The American Association of State Highway and Transportation Officials is releasing the first parts of "Commuting in America 2013" — a series of 16 briefs analyzing the evolving role of commuting, which accounts for 28 percent of the passenger miles traveled on America’s roadways.
“Commuters make up a large, dynamic and evolving sector of the traveling public,” said Bud Wright, AASHTO executive director. “Workers need dependable access to employment and businesses need access to both workers and customers. Transportation is the essential link that underpins the economic health of households, communities, and our nation as a whole."
"Commuting in America 2013" examines the historical shift in employment from manufacturing and agriculture toward economic diversification and growth in service, information and technology-related employment sectors. Its purpose is to help those in public policy, planning, research, and education better understand the patterns and trends in the nature of work and commuting that are influencing critical transportation policy issues and investment priorities.

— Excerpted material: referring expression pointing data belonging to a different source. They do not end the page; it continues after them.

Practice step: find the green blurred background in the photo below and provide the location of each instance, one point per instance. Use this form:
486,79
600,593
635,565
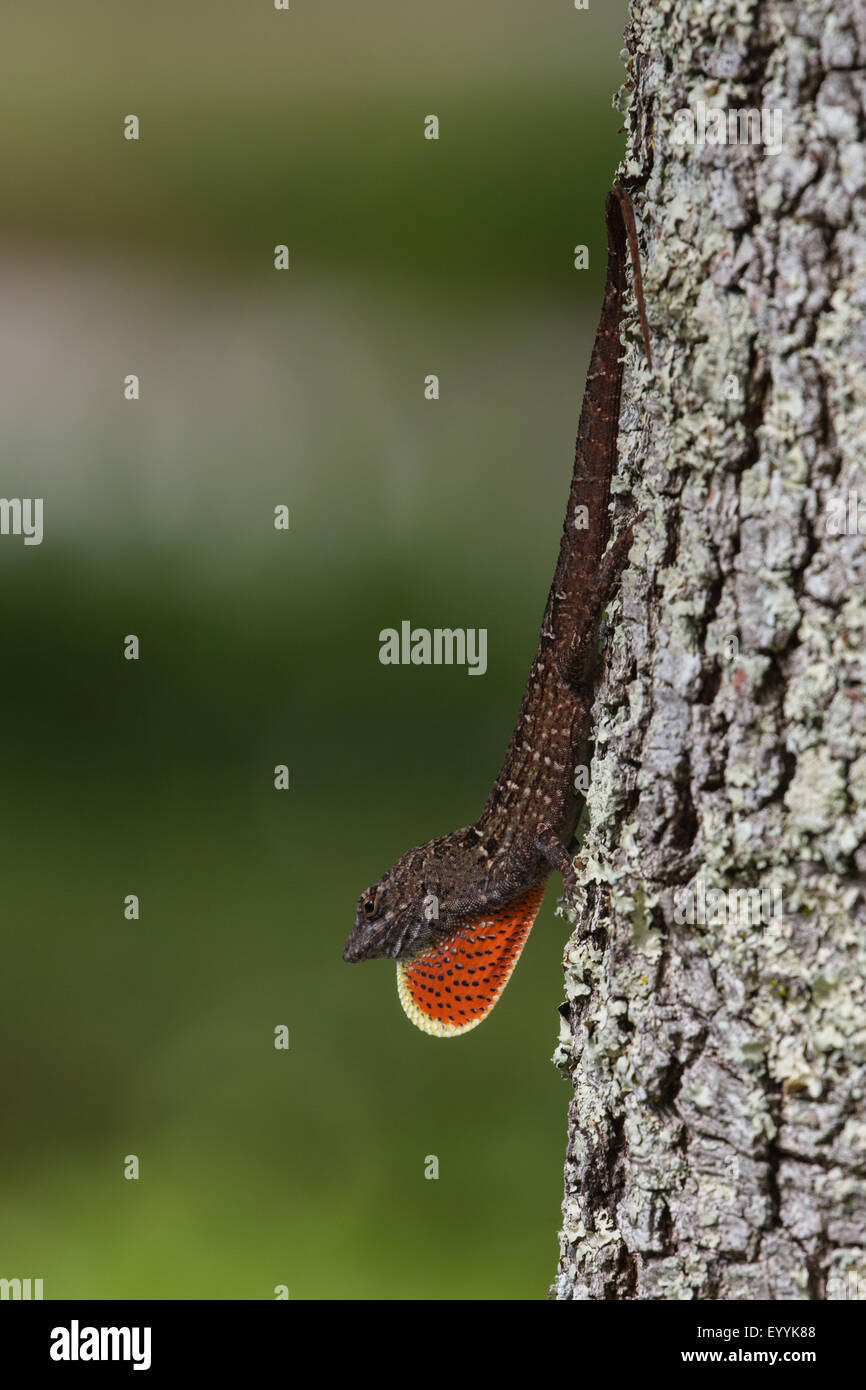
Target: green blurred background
154,1037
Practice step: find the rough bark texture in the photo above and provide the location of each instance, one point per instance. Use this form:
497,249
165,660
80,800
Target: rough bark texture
717,1130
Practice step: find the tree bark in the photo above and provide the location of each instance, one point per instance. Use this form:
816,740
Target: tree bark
717,1130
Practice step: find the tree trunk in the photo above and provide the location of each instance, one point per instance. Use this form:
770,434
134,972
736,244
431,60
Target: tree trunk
716,1040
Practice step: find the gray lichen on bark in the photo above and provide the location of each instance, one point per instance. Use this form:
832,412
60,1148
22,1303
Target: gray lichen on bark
717,1129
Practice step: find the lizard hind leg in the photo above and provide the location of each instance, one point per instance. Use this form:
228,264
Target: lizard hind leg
451,988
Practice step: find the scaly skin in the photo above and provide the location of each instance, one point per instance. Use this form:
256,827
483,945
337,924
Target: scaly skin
455,912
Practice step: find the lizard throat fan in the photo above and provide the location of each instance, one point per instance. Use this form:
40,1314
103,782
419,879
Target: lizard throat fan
451,988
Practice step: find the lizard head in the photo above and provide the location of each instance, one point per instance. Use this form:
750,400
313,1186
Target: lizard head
414,904
453,944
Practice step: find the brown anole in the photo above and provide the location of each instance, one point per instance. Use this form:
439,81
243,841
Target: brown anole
456,912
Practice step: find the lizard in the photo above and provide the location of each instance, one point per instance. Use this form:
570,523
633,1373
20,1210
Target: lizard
456,912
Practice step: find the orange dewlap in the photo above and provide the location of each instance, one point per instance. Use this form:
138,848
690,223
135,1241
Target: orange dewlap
451,988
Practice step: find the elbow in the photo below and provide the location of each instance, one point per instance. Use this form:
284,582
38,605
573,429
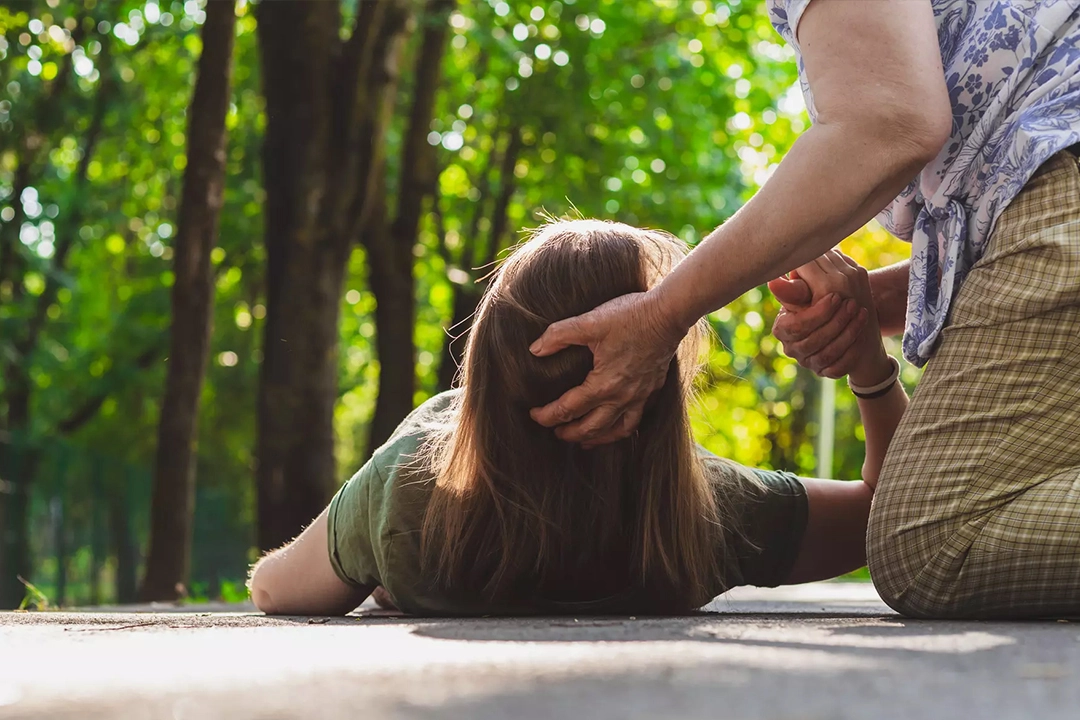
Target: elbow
260,594
907,134
262,601
918,132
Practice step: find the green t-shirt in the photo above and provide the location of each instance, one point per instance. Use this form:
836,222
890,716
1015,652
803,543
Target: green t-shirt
375,522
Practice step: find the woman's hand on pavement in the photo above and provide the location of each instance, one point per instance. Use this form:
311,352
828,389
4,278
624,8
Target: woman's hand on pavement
633,341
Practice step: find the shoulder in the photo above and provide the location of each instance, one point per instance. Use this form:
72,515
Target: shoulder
430,418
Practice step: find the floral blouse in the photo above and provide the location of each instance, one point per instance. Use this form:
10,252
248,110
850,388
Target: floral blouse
1012,68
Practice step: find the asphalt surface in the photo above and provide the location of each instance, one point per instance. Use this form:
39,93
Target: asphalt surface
827,651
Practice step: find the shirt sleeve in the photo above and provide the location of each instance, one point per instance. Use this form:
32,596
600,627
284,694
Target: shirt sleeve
785,16
354,529
771,521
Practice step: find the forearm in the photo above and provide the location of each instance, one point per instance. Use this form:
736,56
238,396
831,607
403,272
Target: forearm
880,417
835,178
889,286
835,538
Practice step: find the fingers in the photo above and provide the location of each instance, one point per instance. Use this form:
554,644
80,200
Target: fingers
834,360
847,259
809,344
574,404
621,429
562,335
793,327
792,294
604,422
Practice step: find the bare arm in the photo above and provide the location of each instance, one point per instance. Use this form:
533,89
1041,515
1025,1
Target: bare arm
882,113
878,124
834,542
299,580
889,285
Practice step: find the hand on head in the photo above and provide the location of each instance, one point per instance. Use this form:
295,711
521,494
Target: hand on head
632,348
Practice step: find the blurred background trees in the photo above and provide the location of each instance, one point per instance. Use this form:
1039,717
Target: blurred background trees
380,155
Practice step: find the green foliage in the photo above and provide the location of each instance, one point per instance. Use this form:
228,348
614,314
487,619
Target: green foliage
664,113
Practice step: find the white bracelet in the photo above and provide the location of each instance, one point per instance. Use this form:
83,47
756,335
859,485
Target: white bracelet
880,389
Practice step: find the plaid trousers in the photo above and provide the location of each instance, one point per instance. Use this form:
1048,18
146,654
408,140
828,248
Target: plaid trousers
977,507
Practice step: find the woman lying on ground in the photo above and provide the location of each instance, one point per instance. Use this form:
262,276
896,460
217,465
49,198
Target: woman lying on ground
471,508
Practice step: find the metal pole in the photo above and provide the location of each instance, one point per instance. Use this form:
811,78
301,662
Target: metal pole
826,426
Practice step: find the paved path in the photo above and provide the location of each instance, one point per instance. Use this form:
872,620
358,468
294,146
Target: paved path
827,651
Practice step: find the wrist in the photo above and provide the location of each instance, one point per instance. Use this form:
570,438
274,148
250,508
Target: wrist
671,312
874,370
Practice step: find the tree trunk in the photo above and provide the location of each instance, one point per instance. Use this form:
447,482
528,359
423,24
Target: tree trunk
121,541
192,297
390,252
467,297
327,107
14,512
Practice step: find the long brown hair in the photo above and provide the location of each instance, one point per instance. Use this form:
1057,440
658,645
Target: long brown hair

This is the fourth in a series of "Commuting in America" reports published since 1987. The report was co-authored by Alan Pisarski, a transportation consultant who authored the three previous reports, and Steve Polzin, Ph.D., of the Center for Urban Transportation Research at the University of South Florida.
“Over the past 25 years, these reports have documented the story of the working years of the baby-boomer generation,” said Pisarski. “Today we’re finding that work related travel is being shaped by technological advances in IT and telecommunications, seven-days-per-week and 24-hours-per-day retail operations, and efforts by many employers to accommodate family-friendly work schedules. Decision makers can use this information to support sound decisions about future needs and investments.”
"Commuting in America 2013" is supported by the AASHTO Census Transportation Planning Products Program and carried out in conjunction with a National Cooperative Highway Research Program project that provided supporting data and analysis. For additional information and to download the briefs, go to traveltrends.transportation.org.
The first two briefs are now available for download:
• Brief 1: Overview: provides a summary of the development of the CIA 2013 series and establishes institutional context, objectives, importance, data sources and products.
• Brief 2: The Role of Commuting in Overall Travel: presents national trend data on the relative role of commuting in overall person travel, and explores commuting as a share of trips, miles of travel and travel time at the national level.
The remaining briefs will be available for download in the upcoming months. The briefs will include topics such as population and worker tends and dynamics; vehicle and transit availability; vehicle ownership and licensure levels; and the use of transit services, biking, walking and carpool commuting options.